While it is true that OakTenn is a corporation, OakTenn argues that, along with the two partnerships, it is also a member of the joint venture to operate the laundry. The Tennessee Supreme Court has set forth the following as elements necessary to create a joint venture:
The elements that need to be shown to establish a joint venture among several parties are a common purpose, some manner of agreement among them, and an equal right on the part of each to control both the venture as a whole and any relevant instrumentality.

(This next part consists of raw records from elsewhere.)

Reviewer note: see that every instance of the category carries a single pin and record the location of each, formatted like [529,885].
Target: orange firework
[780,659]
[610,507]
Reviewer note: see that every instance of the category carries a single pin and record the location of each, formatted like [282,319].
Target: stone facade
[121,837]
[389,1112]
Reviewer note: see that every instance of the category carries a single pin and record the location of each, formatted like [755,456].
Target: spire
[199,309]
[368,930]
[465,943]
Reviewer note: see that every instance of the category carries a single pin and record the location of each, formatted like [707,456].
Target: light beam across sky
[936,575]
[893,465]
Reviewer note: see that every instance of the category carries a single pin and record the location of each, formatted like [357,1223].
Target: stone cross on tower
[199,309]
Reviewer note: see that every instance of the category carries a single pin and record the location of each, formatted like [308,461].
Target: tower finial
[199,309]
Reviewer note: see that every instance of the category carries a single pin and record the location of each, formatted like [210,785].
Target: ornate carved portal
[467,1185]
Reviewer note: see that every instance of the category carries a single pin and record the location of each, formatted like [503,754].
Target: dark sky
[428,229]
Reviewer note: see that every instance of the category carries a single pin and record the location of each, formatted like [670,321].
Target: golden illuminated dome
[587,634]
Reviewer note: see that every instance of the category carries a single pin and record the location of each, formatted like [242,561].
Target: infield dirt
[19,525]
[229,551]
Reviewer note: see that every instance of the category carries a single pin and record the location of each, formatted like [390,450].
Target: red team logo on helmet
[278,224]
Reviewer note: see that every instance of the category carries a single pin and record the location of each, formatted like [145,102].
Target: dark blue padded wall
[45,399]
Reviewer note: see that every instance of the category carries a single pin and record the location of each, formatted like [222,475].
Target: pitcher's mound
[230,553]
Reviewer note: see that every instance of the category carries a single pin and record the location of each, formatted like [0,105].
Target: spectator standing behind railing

Cecil v. Hardin , 575 S.W.2d 268, 271 (Tenn. 1978). In concluding that TCI and UPS were separate entities in Trailer Conditioners , we noted that, "despite the close working relationship between the two, they are two distinct entities, and the obligations assumed by one are not binding on the other, except when they arise out of contracts between them." 897 S.W.2d at 731-32. By contrast, each member of a joint venture has the power to bind the other members and subject them to liability to third persons as to matters within the scope of the venture. Robertson v. Lyons , 553 S.W.2d 754, 757 (Tenn.Ct.App. 1977). Although a corporation, OakTenn argues that when it incurred expenses via operation of the laundry, it did so in its capacity as a member of the joint venture. As a matter of general law, "a party to a joint venture, may on a proper showing, obtain reimbursement from the other parties of advances and expenses incurred in the ordinary course of the enterprise." 48A C.J.S. Joint Ventures § 32, p. 355. Furthermore, while a joint venture is not in fact a partnership, the same rules of law govern a joint venture that govern a partnership. Federated Stores Realty, Inc. v. Huddleston , 852 S.W.2d 206, 212 (Tenn. 1992); Messer Griesheim Indus., Inc. v. Cryotech of Kingsport, Inc. , 45 S.W.3d 588, 605-06 (Tenn.Ct.App. 2001). Under federal tax laws "a partnership isn't treated as a separate entity in the case of contributions of money or property by a partner to a partnership, or distribution of money or property by a partnership to a partner." See 33 Am. Jur.2d Federal Taxation § 2276 (2008) (citing Treas. Reg. §§ 1.707-1(a), 1.172-1(a). Trailer Conditioners is readily distinguishable from the present matter in that the parties involved in that case were a corporation and its subsidiary and as such were separate entities and were not acting as members of a joint venture in furtherance of its goal.
While OakTenn insists that the laundry is a joint venture, in its response to OakTenn's statement of material facts, the Department refuses to admit that the laundry is a joint venture. In light of our above analysis, we believe this dispute as to the nature of the laundry constitutes a genuine issue of material fact which must be determined by a trial on the merits. Under these circumstances we are compelled to conclude that trial court erred in granting OakTenn summary judgment.
IV. Conclusion
For the foregoing reasons, the judgment of the trial court is vacated, and the cause is remanded for trial on the merits. Costs of appeal are assessed to the appellee, OakTenn, Inc.